Jaelle nodded her head, still looking at the door through which the girl had gone. “Anyone else I would have killed, believe me.”

“But not this one?”

“Not this one.”

“Why?”

She turned to him. “Leave me this secret,” she said softly. “There are some mysteries best not known, Pwyll. Even for you.” It was the first time she had spoken his name. Their eyes met, and this time it was Paul who looked away. Her scorn he could master, but this look in her eyes evoked access to a power older and deeper, even, than the one he had touched on the Tree.

He cleared his throat. “We should be gone by morning.”

“I know,” said Jaelle. “I will send in a moment to have her brought here.”

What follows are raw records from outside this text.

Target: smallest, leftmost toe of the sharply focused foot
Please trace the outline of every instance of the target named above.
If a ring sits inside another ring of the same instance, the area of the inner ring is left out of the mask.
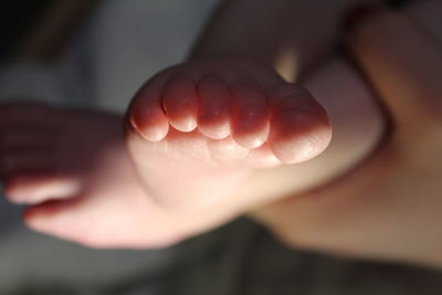
[[[128,129],[149,141],[162,140],[169,131],[169,123],[161,105],[162,85],[147,83],[135,96],[128,110]]]

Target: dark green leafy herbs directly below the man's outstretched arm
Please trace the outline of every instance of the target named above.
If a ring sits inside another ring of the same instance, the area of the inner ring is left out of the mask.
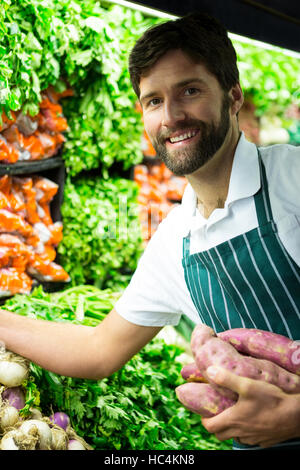
[[[180,403],[176,346],[153,340],[120,371],[100,381],[57,376],[33,366],[46,413],[64,410],[96,449],[230,449]]]

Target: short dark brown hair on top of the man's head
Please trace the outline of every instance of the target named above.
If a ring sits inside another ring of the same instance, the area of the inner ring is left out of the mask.
[[[129,56],[129,73],[138,97],[141,77],[172,49],[181,49],[195,63],[203,63],[224,91],[239,81],[236,52],[224,26],[206,14],[190,13],[149,28],[136,42]]]

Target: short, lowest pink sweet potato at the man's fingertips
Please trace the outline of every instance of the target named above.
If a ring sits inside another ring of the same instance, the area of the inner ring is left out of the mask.
[[[190,411],[211,418],[234,405],[235,399],[222,394],[214,385],[188,382],[175,389],[178,400]]]

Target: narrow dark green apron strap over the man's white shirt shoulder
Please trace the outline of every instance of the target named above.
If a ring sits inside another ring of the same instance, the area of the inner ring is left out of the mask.
[[[257,148],[258,163],[260,170],[260,181],[261,189],[255,194],[254,202],[256,207],[256,214],[258,219],[258,225],[262,226],[273,220],[272,209],[270,204],[268,181],[266,176],[266,170],[262,162],[261,153]]]

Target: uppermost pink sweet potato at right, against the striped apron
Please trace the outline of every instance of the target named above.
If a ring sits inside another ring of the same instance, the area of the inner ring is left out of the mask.
[[[243,354],[267,359],[300,375],[300,342],[270,331],[254,328],[234,328],[218,334]]]

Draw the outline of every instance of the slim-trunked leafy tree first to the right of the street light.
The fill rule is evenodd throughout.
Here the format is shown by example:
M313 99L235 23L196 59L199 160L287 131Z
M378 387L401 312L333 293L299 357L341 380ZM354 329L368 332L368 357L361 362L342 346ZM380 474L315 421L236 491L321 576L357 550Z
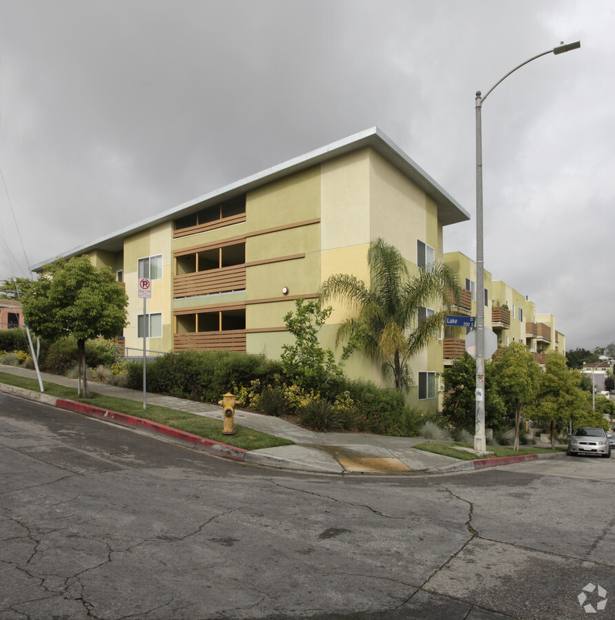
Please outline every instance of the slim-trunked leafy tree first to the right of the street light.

“If I could do it myself,” he said, “I would not ask this of you. I know it will drain the earthroot, the avarlith.”

She shook her head; the candlelight made highlights in her hair. “You did a deep thing to bring her here by yourself. The Weaver alone knows how.”

“Well, I certainly don’t,” he said. An admission.

They were silent. It was very still in the sanctuary, in her room.

“Darien,” she said.

He drew a breath. “I know. Are you afraid?”

“Yes,” she said. “And you?”

“Very much.”

They looked at each other across the carpeted space that lay between, a distance impossibly far.

“We had better get moving,” he said finally.

She raised her arm and pulled a cord nearby. Somewhere a bell rang. When they came in response she gave swift, careful orders, and it seemed very soon when the priestesses returned, bearing Jennifer.

After that it took little time. They went into the dome and the man was blindfolded. She took the blood from herself, which surprised some of them; then she reached east to Gwen Ystrat, found Audiart first, then the others. They were made aware, manifested acceptance, then traveled down together, touched Dun Maura, and felt the earthroot flow through them all.